SINGER IMPEX: CARE Keeps D Debt Rating in Not Cooperating
---------------------------------------------------------
CARE Ratings said the rating for the bank facilities of Singer
Impex (SIM) continues to remain in the 'Issuer Not Cooperating'
category.

                       Amount
   Facilities       (INR crore)    Ratings
   ----------       -----------    -------
   Long Term Bank       10.00      CARE D; ISSUER NOT COOPERATING
   Facilities                      Rating continues to remain
                                   under ISSUER NOT COOPERATING
                                   category

Detailed Rationale & Key Rating Drivers

CARE had, vide its press release dated June 18, 2020, placed the
rating(s) of SIM under the 'issuer noncooperating' category as SIM
had failed to provide information for monitoring of the rating and
had not paid the surveillance fees for the rating exercise as
agreed to in its Rating Agreement. SIM continues to be
non-cooperative despite repeated requests for submission of
information through e-mails, phone calls and a letter/email dated
May 04, 2021, May 14, 2021, May 24, 2021. In line with the extant
SEBI guidelines, CARE has reviewed the rating on the basis of the
best available information which however, in CARE's opinion is not
sufficient to arrive at a fair rating.

Users of this rating (including investors, lenders and the public
at large) are hence requested to exercise caution while using the
above rating(s).

Surat-based (Gujarat) Singer Impex (SIM) was established in 2008 by
Mr Deepak Narang and Mr Ankur Narang. It is engaged in the
wholesale trading of embroidery spare parts. SIM is the authorized
distributor of TOYO brand embroidery parts and needles from China.

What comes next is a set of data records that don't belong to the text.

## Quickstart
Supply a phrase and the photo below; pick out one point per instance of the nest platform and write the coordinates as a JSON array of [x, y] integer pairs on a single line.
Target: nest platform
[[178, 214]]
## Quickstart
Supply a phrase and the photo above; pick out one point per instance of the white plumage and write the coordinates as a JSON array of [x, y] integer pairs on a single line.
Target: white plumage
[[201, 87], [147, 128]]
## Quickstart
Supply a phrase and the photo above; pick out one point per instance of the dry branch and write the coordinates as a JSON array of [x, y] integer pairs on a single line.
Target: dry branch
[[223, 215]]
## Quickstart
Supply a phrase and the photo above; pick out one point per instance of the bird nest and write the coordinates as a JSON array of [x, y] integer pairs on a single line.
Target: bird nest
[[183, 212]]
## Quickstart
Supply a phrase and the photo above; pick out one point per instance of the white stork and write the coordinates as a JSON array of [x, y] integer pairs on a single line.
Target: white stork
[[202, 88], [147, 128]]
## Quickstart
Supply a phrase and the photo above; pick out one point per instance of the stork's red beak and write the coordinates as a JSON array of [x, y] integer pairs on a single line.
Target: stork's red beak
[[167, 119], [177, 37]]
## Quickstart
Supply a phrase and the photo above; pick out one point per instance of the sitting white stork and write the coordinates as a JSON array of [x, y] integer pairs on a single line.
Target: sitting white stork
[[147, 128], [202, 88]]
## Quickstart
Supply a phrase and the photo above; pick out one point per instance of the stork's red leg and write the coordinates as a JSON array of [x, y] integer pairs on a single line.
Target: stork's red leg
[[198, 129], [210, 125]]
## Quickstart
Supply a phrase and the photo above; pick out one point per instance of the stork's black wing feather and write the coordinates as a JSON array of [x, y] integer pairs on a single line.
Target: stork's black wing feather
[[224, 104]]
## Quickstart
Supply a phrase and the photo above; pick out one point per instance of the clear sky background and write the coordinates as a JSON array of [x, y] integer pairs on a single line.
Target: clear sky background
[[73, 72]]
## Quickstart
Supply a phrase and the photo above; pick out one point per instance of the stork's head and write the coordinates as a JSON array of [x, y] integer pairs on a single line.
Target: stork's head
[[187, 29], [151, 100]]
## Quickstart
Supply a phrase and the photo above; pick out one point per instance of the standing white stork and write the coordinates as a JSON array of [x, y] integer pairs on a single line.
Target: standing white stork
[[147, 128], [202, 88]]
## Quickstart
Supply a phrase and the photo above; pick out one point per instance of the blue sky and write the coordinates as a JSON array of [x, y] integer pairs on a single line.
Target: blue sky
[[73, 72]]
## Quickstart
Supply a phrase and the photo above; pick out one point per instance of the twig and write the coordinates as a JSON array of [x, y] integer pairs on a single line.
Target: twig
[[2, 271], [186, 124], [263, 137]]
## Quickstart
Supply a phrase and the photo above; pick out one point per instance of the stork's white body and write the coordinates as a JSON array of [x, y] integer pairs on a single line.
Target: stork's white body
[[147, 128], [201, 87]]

SURYA MANUFACTURING: CARE Keeps D Debt Rating in Not Cooperating
----------------------------------------------------------------
CARE Ratings said the rating for the bank facilities of Surya
Manufacturing Private Limited (SMPL) continues to remain in the
'Issuer Not Cooperating' category.

                       Amount
   Facilities       (INR crore)    Ratings
   ----------       -----------    -------
   Long Term Bank        24.00     CARE D; ISSUER NOT COOPERATING
   Facilities                      Rating continues to remain
                                   under ISSUER NOT COOPERATING
                                   category

Detailed Rationale & Key Rating Drivers

CARE had, vide its press release dated May 8, 2020, placed the
rating(s) of SMPL under the 'issuer non-cooperating' category as
SMPL had failed to provide information for monitoring of the rating
and had not paid the surveillance fees for the rating exercise as
agreed to in its Rating Agreement. SMPL continues to be
noncooperative despite repeated requests for submission of
information through e-mails, phone calls and an email dated April
8, 2021 and June 22, 2021 among others. In line with the extant
SEBI guidelines, CARE has reviewed the rating on the basis of the
best available information which however, in CARE's opinion is not
sufficient to arrive at a fair rating.

Users of this rating (including investors, lenders and the public
at large) are hence requested to exercise caution while using the
above rating(s).

SMPL was incorporated in 1995 as a private limited company by Mr.
Mahavir Prasad Kejriwal. Currently, the company's operations are
being managed by his grandson, Mr. Aditya Kejriwal. SMPL is
primarily engaged in the manufacturing of various types of plywood,
block boards, flush doors, gurjan plywood, triple pressed &
calibrated teak plywood and decorative veneers. The manufacturing
facilities of the company are located in Araria (Bihar) and Jhajjar
(Haryana) with total installed capacity of 1,25,100 cubic meters
per annum as on September 30, 2017.


TALWALKARS BETTER: CARE Keeps D Debt Ratings in Not Cooperating
---------------------------------------------------------------
CARE Ratings said the rating for the bank facilities of Talwalkars
Better Value Fitness Limited (TBVFL) continues to remain in the
'Issuer Not Cooperating' category.

                          Amount
   Facilities         (INR crore)   Ratings
   ----------         -----------   -------
   LT-Bank Facilities–    84.20     CARE D; ISSUER NOT
COOPERATING
   Term Loan                        Rating continues to remain
                                    under ISSUER NOT COOPERATING
                                    category

   Non-Convertible
   Debenture Issue       105.00     CARE D; ISSUER NOT COOPERATING
                                    Rating continues to remain
                                    under ISSUER NOT COOPERATING
                                    category

Detailed Rationale & Key Rating Drivers

CARE has been seeking information from TBVFL to monitor the ratings
vide e-mail communications June 23, 2021, June 22, 2021, June 18,
2021, June 12, 2021, June 8, 2021, June 4, 2021, June 2, 2021 and
May 31, 2021, and various other emails on the above subject.
However, despite our repeated requests, the company has not
provided the requisite information for monitoring the ratings. In
line with the extant SEBI guidelines, CARE has reviewed the rating
on the basis of the best available information which however, in
CARE's opinion is not sufficient to arrive at a fair rating. The
rating on TBVFL's bank facilities and instruments will now be
denoted as CARE D; ISSUER NOT COOPERATING.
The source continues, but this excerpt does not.